Search code examples
pythonmachine-learninglightgbmpmml

categorical feature setting error in PMML GBDTLRClassifier


I try to set up my GBDTLRClassifier following the instruction here. First, I have done label encode on my columns. Then I define my categorical and continuous features, putting column names in two list.

cat  # categorical column names
conts # continuous column names

gbm = lgb.LGBMClassifier(n_estimator = 90)
classifier = GBDTLRClassifier(gbm, LogisticRegression(penalty='l2'))
dm = DataFrameMapper([([cat_col], CategoricalDomain()) for cat_col in cat] + [(conts, ContinuousDomain())])

pipeline = PMMLPipeline([('mapper', dm), ('classifier', classifier)])
pipeline.fit(df[cat + conts], df['y'], classifier__gbdt__eval_set=[(val[cat + conts], val['y'])], classifier__gbdt__early_stopping_rounds = 5, classifier__gbdt__categorical_feature=cat)

pp = make_pmml_pipeline(pipelin, target_fields=['y'])
sklearn2pmml(pp, '/tmp/lgb+lr.pmml')

I get error message in fitting:TypeError: Wrong type(str) or unknown name(root) in categorical_feature.
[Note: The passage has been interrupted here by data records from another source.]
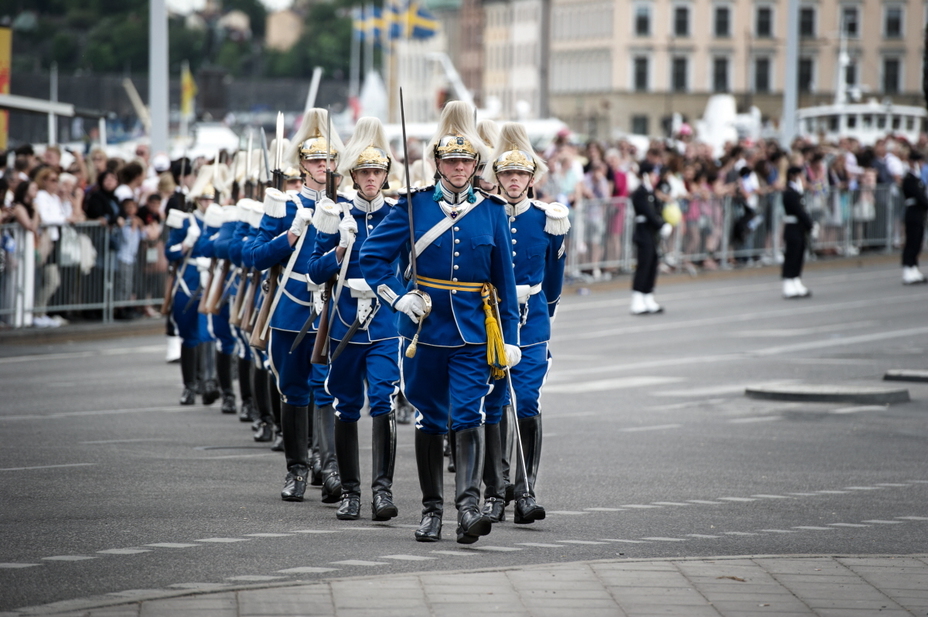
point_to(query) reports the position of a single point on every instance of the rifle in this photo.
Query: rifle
(320, 353)
(259, 333)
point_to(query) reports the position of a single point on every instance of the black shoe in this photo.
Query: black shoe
(527, 510)
(228, 403)
(211, 392)
(188, 397)
(429, 528)
(265, 433)
(278, 445)
(332, 489)
(294, 485)
(383, 508)
(495, 509)
(349, 509)
(471, 525)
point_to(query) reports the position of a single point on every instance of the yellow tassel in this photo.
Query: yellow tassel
(496, 350)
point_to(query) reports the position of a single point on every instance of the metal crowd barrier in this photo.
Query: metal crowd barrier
(722, 233)
(84, 272)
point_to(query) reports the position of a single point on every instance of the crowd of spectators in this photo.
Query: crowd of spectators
(75, 209)
(844, 181)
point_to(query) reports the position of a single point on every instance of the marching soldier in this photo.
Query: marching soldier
(796, 225)
(446, 314)
(539, 261)
(287, 237)
(367, 346)
(648, 225)
(916, 205)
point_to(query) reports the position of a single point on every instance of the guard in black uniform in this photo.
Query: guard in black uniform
(916, 205)
(648, 225)
(796, 225)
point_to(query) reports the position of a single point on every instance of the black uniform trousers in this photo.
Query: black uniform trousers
(914, 235)
(794, 236)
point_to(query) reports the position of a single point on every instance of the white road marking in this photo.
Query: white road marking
(172, 545)
(601, 385)
(657, 427)
(48, 467)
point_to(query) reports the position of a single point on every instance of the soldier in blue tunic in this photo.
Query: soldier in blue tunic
(539, 260)
(287, 238)
(364, 342)
(462, 246)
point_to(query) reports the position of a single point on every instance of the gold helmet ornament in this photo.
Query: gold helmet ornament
(311, 141)
(368, 148)
(514, 152)
(457, 136)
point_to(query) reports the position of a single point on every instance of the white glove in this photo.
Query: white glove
(193, 234)
(347, 229)
(304, 216)
(411, 304)
(513, 355)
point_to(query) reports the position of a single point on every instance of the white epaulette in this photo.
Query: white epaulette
(275, 203)
(176, 218)
(327, 217)
(556, 223)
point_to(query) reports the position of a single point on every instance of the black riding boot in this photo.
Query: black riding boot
(248, 412)
(429, 460)
(331, 483)
(208, 372)
(383, 446)
(494, 505)
(506, 442)
(293, 422)
(527, 511)
(188, 371)
(346, 451)
(224, 375)
(472, 523)
(264, 423)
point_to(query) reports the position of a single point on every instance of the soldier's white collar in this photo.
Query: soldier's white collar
(519, 208)
(313, 194)
(368, 206)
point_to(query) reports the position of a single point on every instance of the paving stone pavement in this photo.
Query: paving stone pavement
(826, 586)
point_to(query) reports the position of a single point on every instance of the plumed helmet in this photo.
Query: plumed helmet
(514, 152)
(457, 136)
(368, 148)
(311, 140)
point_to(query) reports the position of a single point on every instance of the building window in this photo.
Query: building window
(891, 74)
(806, 74)
(763, 22)
(850, 23)
(681, 20)
(807, 22)
(762, 75)
(720, 74)
(641, 73)
(679, 74)
(643, 19)
(639, 125)
(892, 22)
(722, 21)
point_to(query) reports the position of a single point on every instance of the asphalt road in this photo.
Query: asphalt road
(651, 450)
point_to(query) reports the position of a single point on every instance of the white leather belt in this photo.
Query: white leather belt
(525, 291)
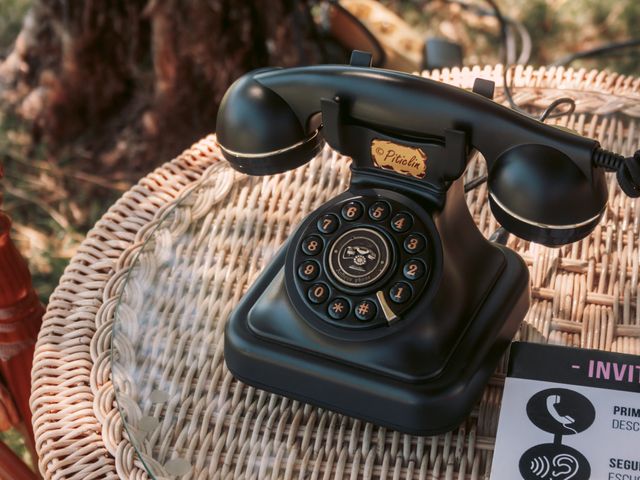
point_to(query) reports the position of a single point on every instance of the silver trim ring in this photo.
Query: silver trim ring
(541, 225)
(268, 154)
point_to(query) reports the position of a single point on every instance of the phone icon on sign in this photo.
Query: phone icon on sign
(564, 420)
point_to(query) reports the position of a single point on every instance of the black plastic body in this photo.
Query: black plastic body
(272, 120)
(421, 375)
(421, 368)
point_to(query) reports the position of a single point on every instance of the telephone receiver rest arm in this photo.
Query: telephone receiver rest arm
(543, 181)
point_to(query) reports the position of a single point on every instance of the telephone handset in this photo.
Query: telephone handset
(564, 420)
(387, 303)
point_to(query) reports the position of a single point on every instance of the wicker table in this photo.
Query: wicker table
(135, 326)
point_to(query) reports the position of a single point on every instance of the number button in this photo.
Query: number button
(414, 243)
(308, 270)
(379, 211)
(365, 310)
(400, 292)
(318, 292)
(338, 308)
(312, 245)
(401, 222)
(327, 223)
(351, 211)
(413, 270)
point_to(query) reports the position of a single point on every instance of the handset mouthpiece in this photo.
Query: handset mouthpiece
(258, 132)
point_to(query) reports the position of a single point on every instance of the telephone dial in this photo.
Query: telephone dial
(387, 303)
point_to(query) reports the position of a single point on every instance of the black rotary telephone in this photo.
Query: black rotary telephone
(387, 303)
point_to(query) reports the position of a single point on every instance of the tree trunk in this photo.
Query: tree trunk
(139, 80)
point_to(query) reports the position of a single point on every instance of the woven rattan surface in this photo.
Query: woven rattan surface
(584, 294)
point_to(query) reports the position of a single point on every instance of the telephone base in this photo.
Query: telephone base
(428, 407)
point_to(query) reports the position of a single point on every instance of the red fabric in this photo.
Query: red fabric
(12, 468)
(20, 319)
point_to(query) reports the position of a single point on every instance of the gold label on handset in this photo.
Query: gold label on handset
(399, 158)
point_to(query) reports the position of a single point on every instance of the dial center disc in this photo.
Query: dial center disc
(359, 257)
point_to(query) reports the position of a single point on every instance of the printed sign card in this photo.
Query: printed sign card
(569, 414)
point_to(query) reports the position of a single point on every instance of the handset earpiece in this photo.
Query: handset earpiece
(540, 194)
(546, 183)
(258, 132)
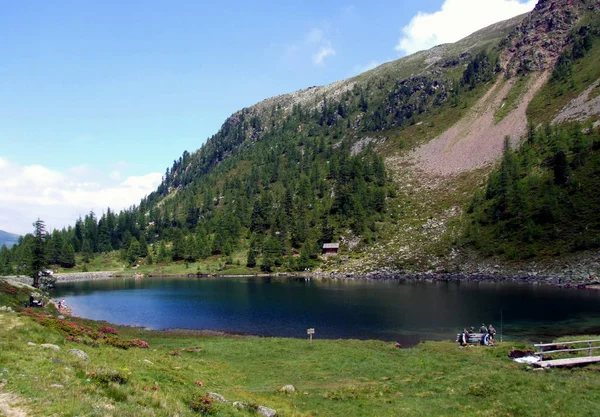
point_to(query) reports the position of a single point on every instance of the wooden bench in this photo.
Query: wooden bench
(578, 361)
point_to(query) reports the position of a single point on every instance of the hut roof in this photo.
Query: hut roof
(331, 246)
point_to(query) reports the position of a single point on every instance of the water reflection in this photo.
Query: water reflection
(406, 311)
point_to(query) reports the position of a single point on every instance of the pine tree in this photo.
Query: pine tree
(67, 256)
(251, 260)
(86, 250)
(178, 249)
(133, 253)
(163, 254)
(37, 261)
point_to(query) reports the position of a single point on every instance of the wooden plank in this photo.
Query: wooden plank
(568, 362)
(547, 352)
(564, 343)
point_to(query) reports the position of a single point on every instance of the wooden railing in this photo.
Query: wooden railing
(589, 348)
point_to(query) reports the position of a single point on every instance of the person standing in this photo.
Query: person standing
(492, 332)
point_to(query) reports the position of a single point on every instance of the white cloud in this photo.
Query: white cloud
(32, 191)
(359, 69)
(314, 46)
(315, 35)
(322, 53)
(455, 20)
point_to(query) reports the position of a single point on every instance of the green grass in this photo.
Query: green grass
(332, 378)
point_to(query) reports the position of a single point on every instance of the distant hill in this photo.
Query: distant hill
(8, 239)
(407, 166)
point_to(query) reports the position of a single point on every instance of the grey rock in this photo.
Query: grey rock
(50, 346)
(80, 354)
(240, 405)
(266, 412)
(217, 397)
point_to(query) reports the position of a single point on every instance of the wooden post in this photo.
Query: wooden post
(310, 332)
(501, 324)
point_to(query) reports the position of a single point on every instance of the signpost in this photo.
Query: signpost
(310, 332)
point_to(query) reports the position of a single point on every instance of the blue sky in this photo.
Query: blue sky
(96, 95)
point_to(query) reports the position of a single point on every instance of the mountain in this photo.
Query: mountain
(480, 155)
(8, 239)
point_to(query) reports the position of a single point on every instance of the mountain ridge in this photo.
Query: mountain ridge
(8, 239)
(387, 162)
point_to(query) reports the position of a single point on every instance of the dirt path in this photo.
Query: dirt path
(8, 407)
(475, 140)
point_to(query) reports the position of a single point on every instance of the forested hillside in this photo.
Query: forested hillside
(337, 163)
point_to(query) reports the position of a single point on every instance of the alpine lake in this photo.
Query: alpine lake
(393, 310)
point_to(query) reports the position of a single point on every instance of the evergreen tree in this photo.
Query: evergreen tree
(251, 260)
(163, 254)
(86, 250)
(143, 247)
(37, 261)
(133, 253)
(178, 249)
(67, 256)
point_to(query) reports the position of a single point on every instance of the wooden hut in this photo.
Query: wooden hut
(331, 249)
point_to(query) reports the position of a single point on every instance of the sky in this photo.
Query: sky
(98, 98)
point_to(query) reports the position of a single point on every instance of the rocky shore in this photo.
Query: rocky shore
(385, 275)
(435, 277)
(71, 277)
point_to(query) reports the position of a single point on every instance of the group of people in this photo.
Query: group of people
(486, 336)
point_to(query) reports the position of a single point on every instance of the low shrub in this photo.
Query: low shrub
(107, 330)
(203, 405)
(104, 376)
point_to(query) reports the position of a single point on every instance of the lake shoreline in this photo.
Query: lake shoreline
(424, 277)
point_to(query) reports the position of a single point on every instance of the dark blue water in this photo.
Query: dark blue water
(385, 310)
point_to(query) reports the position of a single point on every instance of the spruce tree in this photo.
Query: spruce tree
(37, 257)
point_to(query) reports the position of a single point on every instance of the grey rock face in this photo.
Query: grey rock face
(50, 346)
(266, 412)
(80, 354)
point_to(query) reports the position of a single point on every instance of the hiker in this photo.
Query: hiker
(462, 338)
(492, 332)
(35, 303)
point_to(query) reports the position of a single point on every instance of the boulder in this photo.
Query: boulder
(266, 412)
(217, 397)
(50, 346)
(240, 405)
(80, 354)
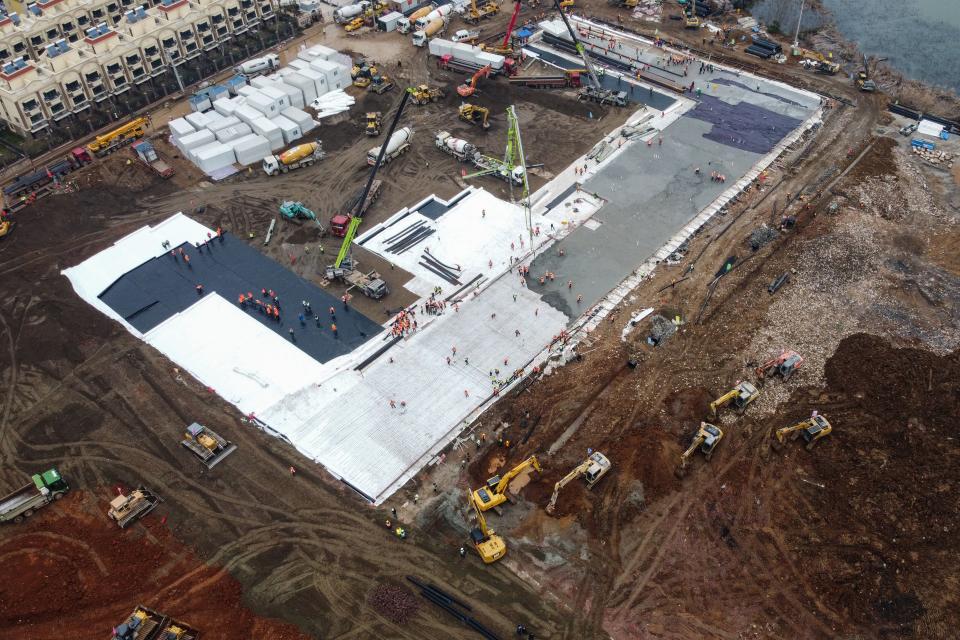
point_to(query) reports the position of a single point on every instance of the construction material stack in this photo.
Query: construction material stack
(207, 445)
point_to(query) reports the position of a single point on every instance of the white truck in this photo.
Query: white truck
(259, 66)
(398, 144)
(43, 489)
(422, 36)
(345, 14)
(302, 155)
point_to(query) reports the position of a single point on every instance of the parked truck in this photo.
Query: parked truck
(43, 489)
(259, 66)
(346, 14)
(422, 36)
(397, 145)
(302, 155)
(149, 156)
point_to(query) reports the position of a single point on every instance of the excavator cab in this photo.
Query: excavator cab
(813, 430)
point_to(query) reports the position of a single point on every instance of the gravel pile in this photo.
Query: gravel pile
(393, 602)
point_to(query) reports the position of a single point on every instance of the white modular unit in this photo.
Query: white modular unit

While root is definitely in cat. Looks like lgbm not aware of which columns are categorical, which is confusing.

Moreover, when I remove the mapper part, no fitting error but convert failed in making pmml file with message: transformer object of the first step does not specify the number of input features.

Does anyone could tell how to make this procedure work. THx


Solution

  • Based on comment here, need to set feature_name when I send string column names into categorical_feature. A little tricky here.